Stress has been implicated in the development of cardiovascular disorders, high blood pressure, as well as psychosomatic disorders, asthma, allergies and headaches.

     Researchers estimate that stress plays an important role in fifty to seventy per cent of all physical illnesses.

     Studies also reveal that sixty per cent of medical visits are primarily for stress-related symptoms.

COPING WITH STRESS

     In recent years the conviction has grown that it is how we cope with stress and not the stress one experiences that influences our psychological wellbeing. Social functioning and health.

     Coping is a dynamic situation-specific reaction to stress. It is a set of concrete responses to stressful situations or events that are intended to resolve the problem and reduce stress.

     The way we cope with stress often depends on rigid deep-seated beliefs, based on experience, e.g. when caught in a traffic jam we feel angry, because we believe that the traffic ‘should’ move faster.


     To manage stress we often need to reassess the way we think and learn coping strategies.

     People who cope poorly with stress have an impaired immune response and diminished activity of natural killer cells.

     Individuals show consistent individual differences in the coping strategies they use to handle stressful situations.

     These can include both overt and covert activities. The three coping strategies given by Endler and Parker are:

Task-oriented Strategy: this involves obtaining information about the stressful situation and about alternative courses of action and their probable outcome; it also involves deciding priorities and acting so as to deal directly with the stressful situation.

     For example, schedule my time better, or think about how I have solved similar problems.

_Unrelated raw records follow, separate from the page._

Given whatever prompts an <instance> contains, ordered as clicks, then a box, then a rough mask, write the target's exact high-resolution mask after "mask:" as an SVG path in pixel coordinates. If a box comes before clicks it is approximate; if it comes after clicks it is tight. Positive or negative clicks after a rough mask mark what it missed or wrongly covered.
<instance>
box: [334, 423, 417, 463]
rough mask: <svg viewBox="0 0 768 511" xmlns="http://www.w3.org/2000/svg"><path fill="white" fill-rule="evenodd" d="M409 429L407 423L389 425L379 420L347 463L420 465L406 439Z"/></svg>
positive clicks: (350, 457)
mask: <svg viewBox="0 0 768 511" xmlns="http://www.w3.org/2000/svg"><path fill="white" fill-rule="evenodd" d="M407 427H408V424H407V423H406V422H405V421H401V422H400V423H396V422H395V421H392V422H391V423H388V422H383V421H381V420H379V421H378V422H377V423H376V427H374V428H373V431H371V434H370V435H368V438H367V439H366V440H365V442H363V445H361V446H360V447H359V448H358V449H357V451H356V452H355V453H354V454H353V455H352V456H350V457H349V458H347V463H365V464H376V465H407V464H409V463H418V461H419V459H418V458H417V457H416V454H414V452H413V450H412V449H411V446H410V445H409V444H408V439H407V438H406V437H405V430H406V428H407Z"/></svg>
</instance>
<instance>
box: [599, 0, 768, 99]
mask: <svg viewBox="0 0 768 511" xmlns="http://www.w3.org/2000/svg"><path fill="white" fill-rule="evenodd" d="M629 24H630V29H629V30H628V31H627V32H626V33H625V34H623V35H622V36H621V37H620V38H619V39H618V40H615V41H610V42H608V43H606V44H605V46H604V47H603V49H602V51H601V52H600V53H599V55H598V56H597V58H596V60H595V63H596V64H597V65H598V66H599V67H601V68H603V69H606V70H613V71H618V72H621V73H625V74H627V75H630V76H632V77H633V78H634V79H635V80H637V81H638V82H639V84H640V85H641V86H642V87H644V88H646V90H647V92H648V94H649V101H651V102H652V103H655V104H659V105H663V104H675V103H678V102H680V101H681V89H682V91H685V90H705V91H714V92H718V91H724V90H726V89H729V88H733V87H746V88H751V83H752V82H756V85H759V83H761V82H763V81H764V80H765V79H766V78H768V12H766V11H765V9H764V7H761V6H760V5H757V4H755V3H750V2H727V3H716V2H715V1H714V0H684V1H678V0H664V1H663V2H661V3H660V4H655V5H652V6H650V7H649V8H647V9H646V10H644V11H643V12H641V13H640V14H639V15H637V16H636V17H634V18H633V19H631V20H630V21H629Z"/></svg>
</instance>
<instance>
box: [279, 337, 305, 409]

     Emotion- oriented strategy: This can be involve efforts to maintain hope and to control one’s emotions: it can also involve venting feelings of anger and frustration, or deciding that nothing can be done to change things.

  For example, tell myself that it is not really happening to me, or worry            about what I am going to do.

     Avoidance-oriented strategy: This involves denying or minimizing the seriousness of the situation; it also involves conscious suppression of stressful thoughts.

     Examples of this are watching TV, phone up a friend, or try to be with other people.

Lazarus and Folkman has conceptualized coping as a dynamic process rather than an individual trait.

     Coping refers to constantly changing cognitive and behavioural efforts to master, reduce or tolerate the internal or external demands that are created by the stressful transaction.

     Coping serves to allow the individual to manage or alter a problem and regulate the emotional response to that problem.

     According to them coping responses can be divided into two types of responses, problem-focused and emotion focused.


Problem- focused strategies attack the problem itself, with behaviors designed to gain information, to alter event, and to alter belief and commitments.

     They increase the person’s awareness, level of knowledge, and range of behavioral and cognitive coping options.

     They can act to reduce the threat value of the event.

For example “I made a plan of action and followed it.”

Emotion-focused strategies call for psychological changes designed primarily to limit the degree of emotional disruption caused by an event, with minimal effort to alter the event itself.

     For example “I did some things to let it out of my system’’. While both problem-focused and emotion-focused coping are necessary when facing stressful situations, research suggests that people generally tend to use the former more often than the latter.